Due to these raging fires in the Amazon, wild animals are at high risk of dying, losing their habitat, and in danger of finding a sufficient food source. According to Sergio Vasquez, a disaster response manager at World Animal Protection, “1.8 million animals have likely perished including frogs, anteaters, and ocelots, as well as slower and smaller creatures like sloths, armadillos, insects, and reptiles. Some may be able to burrow underground, but they may not be very safe there either… Even then, their food source will have been burned out for miles.”

One of the biggest reasons for the clear cutting of these large forests is to make room for commercial farming and cattle raising. These actions, although can be viewed as productive, is actually doing more harm to our environment than good. “The fallout from the pandemic has exacerbated the ecological degradation set in motion by government policies under Mr. Bolsonaro, president of Brazil, who favors expanding commercial development in the Amazon and views environmental regulations as a hindrance to economic growth” according to the New York Times.

And the Amazon rainforest is not the only one being affected by deforestation. The Atlantic forest, Congo Basin, the Cerrado forest, and many more are just as threatened by clear cutting.

The Sumatran rainforest, located in Indonesia, are being destroyed and replaced by massive palm plantations to help feed human obsession with palm oil. According to The Guardian, “Their plantations supply Britain and the world with toilet paper, biofuels and vegetable oil to make everyday foods such as margarine, cream cheese and chocolate, but distraught scientists and environmental groups warn that one of the 21st century’s greatest ecological disasters is rapidly unfolding.”

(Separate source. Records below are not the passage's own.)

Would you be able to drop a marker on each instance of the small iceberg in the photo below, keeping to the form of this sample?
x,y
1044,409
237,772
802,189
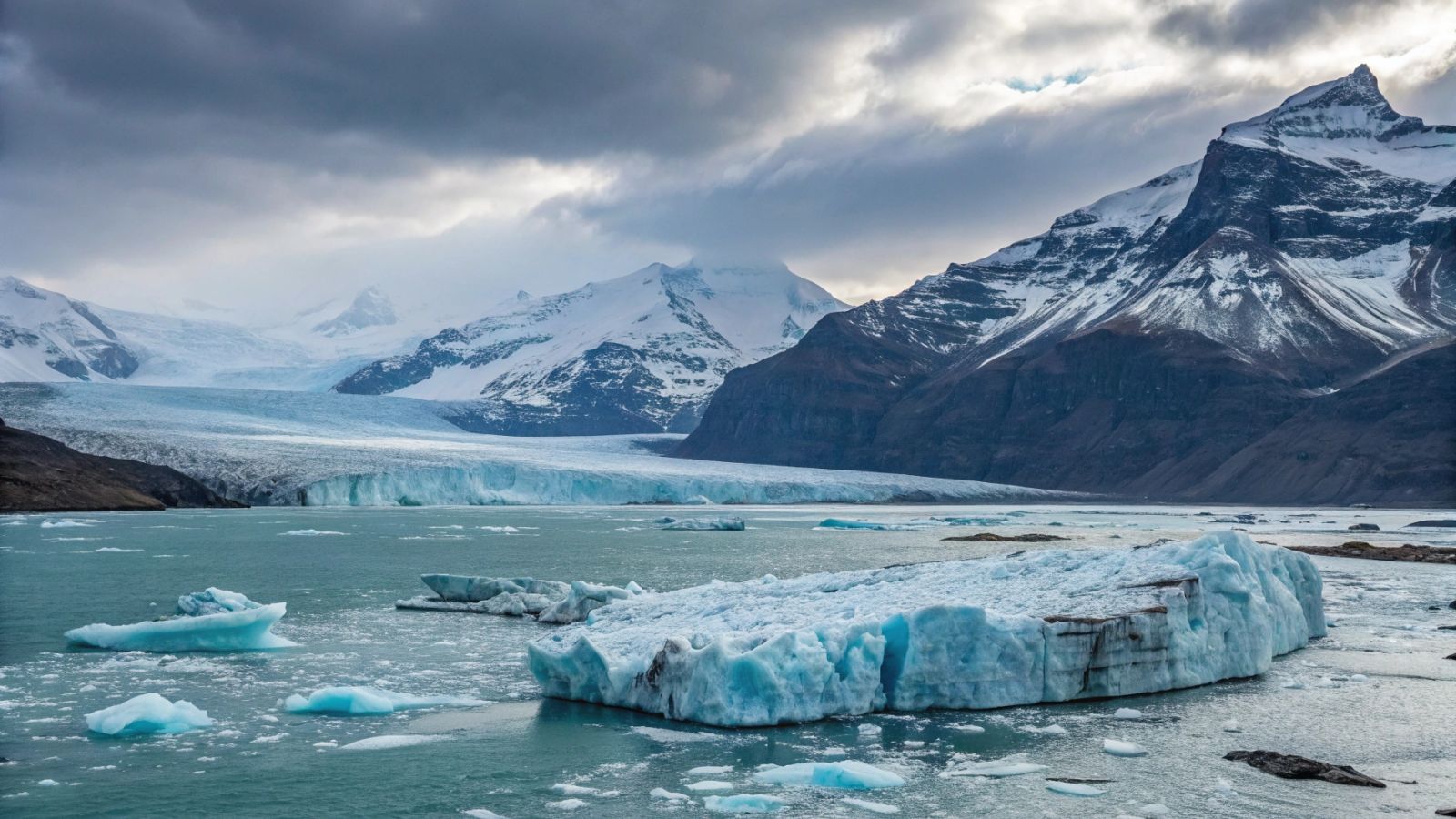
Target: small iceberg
x,y
149,713
1121,748
744,804
1014,630
848,774
703,523
359,700
868,525
215,620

Not only is deforestation hurting our rainforests and wildlife, but it affects our global climate as well. Reported by the Climate Institute of Deforestation and Climate Change “Since fires produce carbon dioxide, a major greenhouse gas, biomass burning emissions significantly influence the Earth’s atmosphere and climate… As burning occurs, it can release hundreds of years’ worth of stored carbon dioxide into the atmosphere in a matter of hours. Burning also will permanently destroy an important sink for carbon dioxide if the vegetation is not replaced.”

Deforestation has clearly made many negative impacts around our communities and in our environment. A couple simple acts people can do is to plant a tree where you can, go paperless at home and in the office, and raise awareness in your community.